By Brian Flinchpaugh and Dan Fox

The O’Fallon City Council has rejected a resolution sought by the St. Charles County Council regarding opposing traffic lane reduction along North Main Street, however this action may be a moot point for the time being.

The county council had previously promised to withhold $2.5 million in funds for two O’Fallon roadway projects unless the O’Fallon council passed a resolution stating it does not support a “road diet” or any other changes to the lane configuration of Main Street or Route K that would reduce the vehicular traffic capacity of those roadways.

The O’Fallon council had until Nov. 13 to pass this resolution, however at its Nov. 12 meeting, the council voted against passage of that resolution. The council’s vote came down to a 5-5 split, with O’Fallon Mayor Bill Hennessy breaking the tie by voting against.

“I don’t like being held hostage,” Hennessy said. “And that’s exactly what they are doing. The folks in the county are holding not only the city of O’Fallon hostage, but they can hold any other city hostage if they don’t like what they are doing.”

Several O’Fallon councilmembers said they were upset with the county threatening to withhold transportation funding. Councilmember Rose Mack (Ward 2), who voted against the resolution, said she would not support a lane reduction on Main Street.

“But I will oppose this resolution,” Mack said.

Several called the resolution “blackmail.” Some said they hoped the funding issue could still be discussed with the county.

The idea of reducing lanes along a half-mile section of North Main was one of several proposed options that came out of a consultant’s study examining ways to make the area more pedestrian friendly. No definitive decision had been made on cutting lanes on North Main, but the concept has drawn vehement opposition from local businesses.

County Executive Steve Ehlmann said Nov. 13 that the projects may be delayed anyway because of several questions that have emerged. The projects are the proposed extension of Sonderen Street from Eggering Drive to North Main and the reconstruction of Bramblett Road, which are largely parallel to Main Street.

Ehlmann and Councilman Joe Cronin (District 1) said officials are hoping that expensive and extensive right-of-way will be donated for the projects.

“They (the city) don’t have a developer,” Ehlmann said.

The Sonderen Road extension is particularly significant because it’s designed to loop north of I-70 east of North Main and take traffic off an already congested section of Main Street. Cronin also said some adjustments in the proposed route also may have to be made.

Meanwhile, Tom Drabelle, the city’s public relations director, said Nov. 13 that the city has not lost a specific developer and the project wasn’t designed with a specific developer in mind. Several potential developers continue to look at the project, he said.

Cronin, who is from St. Paul north of O’Fallon, said Highway K south through O’Fallon is a major commuting and travel route for residents north of the city. Closing down lanes on North Main would be “lunacy,” he said at a Sept. 13 council meeting.

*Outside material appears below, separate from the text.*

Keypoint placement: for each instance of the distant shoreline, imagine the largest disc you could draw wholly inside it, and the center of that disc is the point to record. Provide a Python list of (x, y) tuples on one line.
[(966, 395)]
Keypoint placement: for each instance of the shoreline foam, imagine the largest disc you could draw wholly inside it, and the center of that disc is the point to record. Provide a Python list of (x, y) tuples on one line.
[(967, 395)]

Cronin and Ehlmann aren’t budging on their position that there is nothing unusual about placing conditions on the use of transportation sales tax funding by municipalities. Ehlmann said the county placed conditions on the use of funding for improvements underway along Fifth Street in St. Charles and a road project near the General Motors Corp. plant in Wentzville.

Ehlmann said the city could pay for the projects themselves or adopt the resolution agreeing to abide by its requirements until Sonderen and Bramblett are built. Once those projects are built in three or four years, the city could do what it wants to North Main, he said.

Ehlmann say more people are affected by road projects than simply city residents and the county has to represent their interests. The trust that county voters have in the sales tax, which has to be renewed periodically, could erode if mistakes are made in spending the money.

“The county is exercising its proper stewardship of this money,” Ehlmann said.